Uit Wikipedia, de vrije encyclopedie
Politieke kaart van Europa, Noord-Afrika en het Midden-Oosten in 476, met het resterende Oost-Romeinse Rijk in het Oostelijke Middellandse Zeegebied en de verschillende nieuwe koninkrijken op het grondgebied van het voormalige West-Romeinse Rijk.

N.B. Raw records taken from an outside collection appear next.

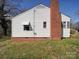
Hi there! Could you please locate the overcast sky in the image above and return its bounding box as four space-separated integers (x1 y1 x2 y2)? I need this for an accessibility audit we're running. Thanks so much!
16 0 79 21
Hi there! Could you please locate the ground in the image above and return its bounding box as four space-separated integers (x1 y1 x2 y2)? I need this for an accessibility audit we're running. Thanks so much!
0 32 79 59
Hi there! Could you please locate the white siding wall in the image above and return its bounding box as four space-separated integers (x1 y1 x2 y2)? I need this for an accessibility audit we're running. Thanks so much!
12 4 50 37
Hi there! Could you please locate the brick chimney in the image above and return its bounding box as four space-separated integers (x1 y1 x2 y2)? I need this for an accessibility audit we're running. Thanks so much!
50 0 62 40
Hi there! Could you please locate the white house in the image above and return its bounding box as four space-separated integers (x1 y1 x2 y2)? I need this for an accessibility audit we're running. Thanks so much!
12 4 70 37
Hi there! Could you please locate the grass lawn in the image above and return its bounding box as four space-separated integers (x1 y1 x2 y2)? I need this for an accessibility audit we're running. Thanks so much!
0 38 79 59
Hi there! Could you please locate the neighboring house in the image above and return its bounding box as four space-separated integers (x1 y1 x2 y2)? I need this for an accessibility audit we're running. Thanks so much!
12 0 70 39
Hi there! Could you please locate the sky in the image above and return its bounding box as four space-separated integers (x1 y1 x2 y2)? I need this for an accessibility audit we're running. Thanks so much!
16 0 79 22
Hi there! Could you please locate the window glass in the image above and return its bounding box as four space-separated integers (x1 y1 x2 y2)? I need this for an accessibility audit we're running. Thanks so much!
67 21 70 28
23 23 32 31
43 21 46 28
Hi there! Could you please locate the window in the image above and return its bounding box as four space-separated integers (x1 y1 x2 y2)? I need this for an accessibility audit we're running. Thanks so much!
43 21 46 28
62 22 66 28
23 23 32 31
67 21 70 28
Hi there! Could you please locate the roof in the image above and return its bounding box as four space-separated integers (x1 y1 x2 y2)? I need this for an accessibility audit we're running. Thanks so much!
12 4 49 19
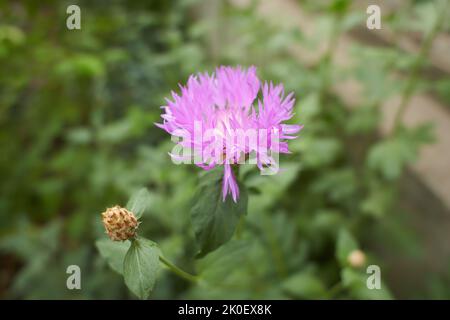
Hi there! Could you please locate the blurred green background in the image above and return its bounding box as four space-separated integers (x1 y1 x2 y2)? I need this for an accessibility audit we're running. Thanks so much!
0 0 450 299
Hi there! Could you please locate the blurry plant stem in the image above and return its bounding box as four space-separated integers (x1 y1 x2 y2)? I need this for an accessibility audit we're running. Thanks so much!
236 215 245 240
391 1 448 135
319 15 341 103
159 256 201 283
265 219 287 279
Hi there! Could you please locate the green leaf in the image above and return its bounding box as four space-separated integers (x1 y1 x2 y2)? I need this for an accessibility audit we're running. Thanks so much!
126 188 151 219
123 238 160 299
191 169 248 257
336 229 358 266
95 239 130 274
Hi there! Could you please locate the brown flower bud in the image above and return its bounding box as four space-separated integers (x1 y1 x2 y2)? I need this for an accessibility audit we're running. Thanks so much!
347 250 366 268
102 206 139 241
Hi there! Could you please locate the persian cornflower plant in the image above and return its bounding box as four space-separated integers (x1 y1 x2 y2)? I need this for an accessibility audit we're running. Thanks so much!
97 67 301 299
157 66 302 202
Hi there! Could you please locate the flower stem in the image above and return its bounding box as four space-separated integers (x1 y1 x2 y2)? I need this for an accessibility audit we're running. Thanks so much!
159 256 200 283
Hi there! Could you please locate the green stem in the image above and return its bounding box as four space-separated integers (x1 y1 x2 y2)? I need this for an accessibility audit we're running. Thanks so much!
327 282 345 299
391 1 448 134
159 256 200 283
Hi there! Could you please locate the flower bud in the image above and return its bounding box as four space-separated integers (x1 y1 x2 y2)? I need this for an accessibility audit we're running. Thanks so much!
102 206 139 241
347 250 366 268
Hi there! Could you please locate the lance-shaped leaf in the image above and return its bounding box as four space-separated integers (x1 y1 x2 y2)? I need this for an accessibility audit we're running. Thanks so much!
191 169 248 257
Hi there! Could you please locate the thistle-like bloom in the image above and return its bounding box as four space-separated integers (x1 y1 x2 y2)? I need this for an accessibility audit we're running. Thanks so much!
102 206 139 241
156 66 302 202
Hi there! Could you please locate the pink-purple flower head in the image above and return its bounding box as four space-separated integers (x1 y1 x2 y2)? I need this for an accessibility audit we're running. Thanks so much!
157 66 302 202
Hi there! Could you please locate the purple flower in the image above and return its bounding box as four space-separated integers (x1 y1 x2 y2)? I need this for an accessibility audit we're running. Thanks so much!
156 66 302 202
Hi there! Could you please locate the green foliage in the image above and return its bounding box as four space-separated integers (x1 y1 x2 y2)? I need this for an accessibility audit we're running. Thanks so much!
123 238 160 299
96 239 131 274
0 0 444 299
191 169 248 257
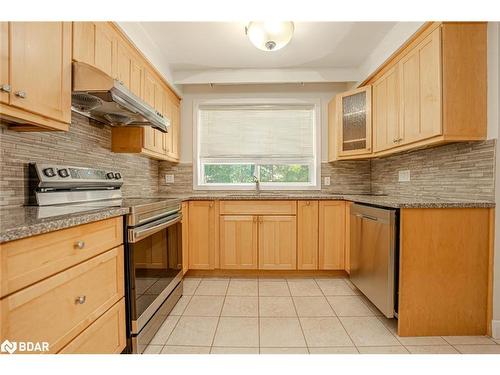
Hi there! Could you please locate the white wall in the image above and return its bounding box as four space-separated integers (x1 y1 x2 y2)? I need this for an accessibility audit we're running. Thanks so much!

De barbaarse koninkrijken,[a] barbarenkoninkrijken[1] of barbarenrijken[2] waren de koninkrijken die in de 5e eeuw binnen het West-Romeinse Rijk ontstonden door de vestiging van diverse zogenaamd 'barbaarse' stammen tijdens de Grote Volksverhuizing, naarmate het centrale Romeinse gezag er terugtrad en uiteindelijk ophield te bestaan.[a] De naam 'barbaren' werd door de Romeinen gebruikt en had toendertijd de betekenis van 'vreemdeling' of 'buitenstaander'.[4] Het betrof allerlei verschillende en voortdurend veranderende groepen en coalities van clans. Hoewel deze door de Romeinen ook wel onder de noemer "Germanen" werden gegeneraliseerd, zagen de wisselende gelegenheidscoalities van Germaanse talen sprekende groepen zichzelf niet als één volk of groep.[b] Er waren bovendien ook allerlei Keltische en Slavische groepen, Euraziatische groepen zoals de Hunnen en Iraanse groepen zoals de Alanen bij de volksverhuizingen betrokken.[6]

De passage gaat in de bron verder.